Sala 2, “Scherzo”, es la más poblada y tiene al cuerpo como eje principal: el del artista, el cuerpo de las personas en el espacio público y la naturaleza, la acción y la voz, “pero también es el cuerpo mutilado, transformado, rechazado (…) en las piezas [fotos] de Joel-Peter Witkin”. Videos de los años ’70 -exhibidos en televisores de la época- reproducen performances de entonces, como la de Lotty Rosenfeld quien, en plena dictadura pinochetista trazó “Una milla de cruces sobre el pavimento” con adhesivos blancos pegados transversalmente sobre señales viales. En “Viento” Joan Jonas enfrenta con su cuerpo a las corrientes extremas y Geta Brătescu “reconstituye su retrato” pintando sus manos. La obra de Clément Cogitore retoma la música y adapta una parte del ballet “Les indes galantes” (Las Indias galantes) de Jean-Philippe Rameau en versión en hip-hop.
En el centro de Sala 2, y a modo de “fuente”, el contendor de residuos de Michel Blazy genera permanentemente una espuma. Los sonidos de los pasos de un caminante por la ciudad cuyos ruidos han sido silenciados, habitan los videos de Sebastián Díaz Morales y de Shilpa Gupta, con discursos de la independencia de India y Pakistán sonando al unísono. La “Tribuna libre” de Séverine Hubard, construida con cajones dados vuelta, indudablemente representa el momento actual. Diseñada para recibir multitudes, como cines y teatros, las gradas están vacías o tienen el acceso acotado.

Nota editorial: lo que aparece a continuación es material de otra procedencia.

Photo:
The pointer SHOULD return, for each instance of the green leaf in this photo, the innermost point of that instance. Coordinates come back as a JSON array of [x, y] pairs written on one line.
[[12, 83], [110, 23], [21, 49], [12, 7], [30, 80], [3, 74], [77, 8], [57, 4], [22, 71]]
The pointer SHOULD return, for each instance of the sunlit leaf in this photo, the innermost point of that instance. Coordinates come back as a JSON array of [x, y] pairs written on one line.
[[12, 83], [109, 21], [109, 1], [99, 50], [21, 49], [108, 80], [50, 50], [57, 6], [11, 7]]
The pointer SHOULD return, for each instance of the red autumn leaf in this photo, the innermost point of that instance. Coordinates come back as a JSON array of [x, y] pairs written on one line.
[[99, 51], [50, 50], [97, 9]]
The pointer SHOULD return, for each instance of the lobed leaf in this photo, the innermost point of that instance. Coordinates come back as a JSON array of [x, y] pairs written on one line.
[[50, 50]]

Los tonos claros y sonidos tenues de Sala 3, “Andante”, transmiten calma visual y sonora, como en las habitaciones pintadas por Víctor Florido. Dan ganas de ingresar a la instalación de Vincent Lamouroux, que aparece como la deconstrucción en el espacio de una pintura constructiva. Arte sonoro de Carsten Nicolai, con una bandeja de agua que vibra con el sonido de unos parlantes. El blanco del hielo, donde patinan los protagonistas del video de Denis Savary, y, las lucen que titilan sobre el agua, en el de Jennifer Douzenel, refuerzan la sensación de serenidad.

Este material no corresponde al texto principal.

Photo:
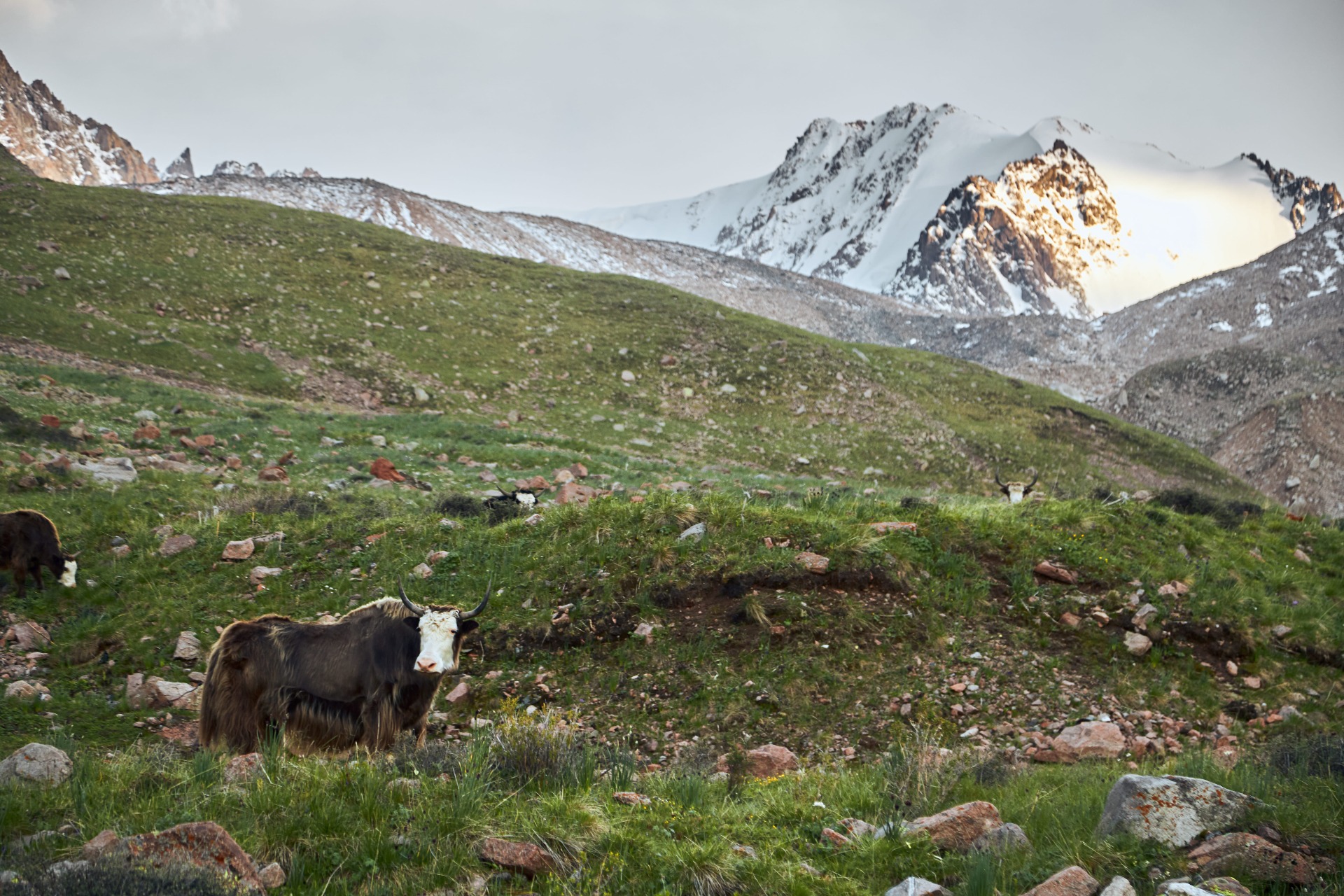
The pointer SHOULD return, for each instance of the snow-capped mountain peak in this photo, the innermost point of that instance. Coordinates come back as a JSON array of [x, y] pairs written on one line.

En las escaleras internas, las potentes fotografías de Arno Rafael Minkinnen son el “Interludio”. Conduce al visitante a Sala 4 y al “Paisaje reinterpretado” con la vista del Riachuelo en el mural de Pauline Fondevila, el bosque distópico hecho con mangueras de Laurent Perbos y rollos de fotografías con los cielos de distintas ciudades de Patxi Bergé. Caricia para el alma, el concierto de la instalación de Céleste Boursier-Mougenot emite bellos sonidos aleatorios, con cuencos de porcelana afinados que flotan y chocan sobre dos piletas de agua.

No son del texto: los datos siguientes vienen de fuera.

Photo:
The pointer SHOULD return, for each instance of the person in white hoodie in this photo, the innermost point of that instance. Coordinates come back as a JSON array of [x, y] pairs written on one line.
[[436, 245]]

A modo de “Coda”, en el café puede verse “La dulce utopía”, el globo rosa de Mauricio Cattelan y Philippe Parreno suspendido que, con su araña antigua, alude a lo doméstico. En la librería el video de Elina Brotherus refleja cuerpo y naturaleza: durante tres meses la artista se bañó todos los días en el mismo lago y desde el mismo lugar; durante ese tiempo el paisaje cambia. Camino al auditorio se halla “Teléfonos” de Christian Marclay, uno de los imperdibles, y en la muestra hay muchos. Es un inteligente video, con secuencias de películas donde el aparato de línea fija tradicional (sí, también hay damas con teléfonos blancos) es la estrella; las escenas arrancan más de una bienvenida sonrisa en el espectador.